[Lingtyp] terms for days after tomorrow

Annemarie Verkerk annemarie.verkerk at uni-saarland.de
Mon Mar 21 13:59:55 UTC 2022


Dear Samira,

here are some references from my student Eileen, who has been working on 
this topic using lexibank.

Tent, Jan. 1998. The structure of deictic day-name systems. Studia 
Linguistica 52: 112–148.
https://doi.org/10.1111/1467-9582.00031.
→ A study of the structure of deictic day-name systems of 157 languages. 
Examines both the structure of these systems in relation to their sizes 
and symmetry (i.e., how many days they go back and forward) as well as 
the morphological complexity (i.e., if they use monomorphemic or 
polymorphemic expressions).

Fillmore, Charles J. 1975. Santa Cruz Lectures on Deixis 1971. 38-49 
http://websites.umich.edu/~jlawler/FillmoreDeixisLectures.pdf
→ This is a now famous lectures on deixis. Filmore was presenting one of 
the first classifications of languages based on how they build deictic 
day-name structures. Tent (1998) bases his research partly on this lecture.
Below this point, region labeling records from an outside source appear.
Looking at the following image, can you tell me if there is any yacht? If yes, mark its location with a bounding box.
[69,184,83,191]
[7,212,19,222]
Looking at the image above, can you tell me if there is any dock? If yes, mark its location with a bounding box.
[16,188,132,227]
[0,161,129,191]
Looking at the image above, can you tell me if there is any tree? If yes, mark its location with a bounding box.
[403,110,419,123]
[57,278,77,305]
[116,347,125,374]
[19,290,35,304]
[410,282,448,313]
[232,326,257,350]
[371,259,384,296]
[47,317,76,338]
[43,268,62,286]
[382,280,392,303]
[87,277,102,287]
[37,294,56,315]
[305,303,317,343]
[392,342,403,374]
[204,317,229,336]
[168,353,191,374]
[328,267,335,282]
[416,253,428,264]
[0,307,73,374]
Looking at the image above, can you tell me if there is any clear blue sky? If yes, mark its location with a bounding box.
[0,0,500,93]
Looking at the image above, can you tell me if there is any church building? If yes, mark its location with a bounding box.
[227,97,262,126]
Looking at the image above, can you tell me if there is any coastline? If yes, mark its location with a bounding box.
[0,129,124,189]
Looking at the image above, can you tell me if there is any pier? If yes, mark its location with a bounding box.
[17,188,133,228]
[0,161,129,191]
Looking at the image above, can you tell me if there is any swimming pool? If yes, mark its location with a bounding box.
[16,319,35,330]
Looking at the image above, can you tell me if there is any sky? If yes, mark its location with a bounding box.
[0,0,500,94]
The following papers might only be partially relevant:
Cohen, Dana, and Sylviane Schwer. 2011. Proximal Deixis with Calendar 
Terms: Cross-linguistic Patterns of Temporal Reference.

https://www.researchgate.net/publication/275270257_Proximal_Deixis_with_Calendar_Terms_Cross-linguistic_Patterns_of_Temporal_Reference
→ The third chapter might have some relevance. It proposes different 
zones of deictic temporal reference, which are determined by the present 
and explains asymmetry with different sizes of these zones.

Haspelmath, Martin. 1997. From space to time. Lincom.
→ This book only introduces theoretical approaches and might therefore 
merely be useful for background information.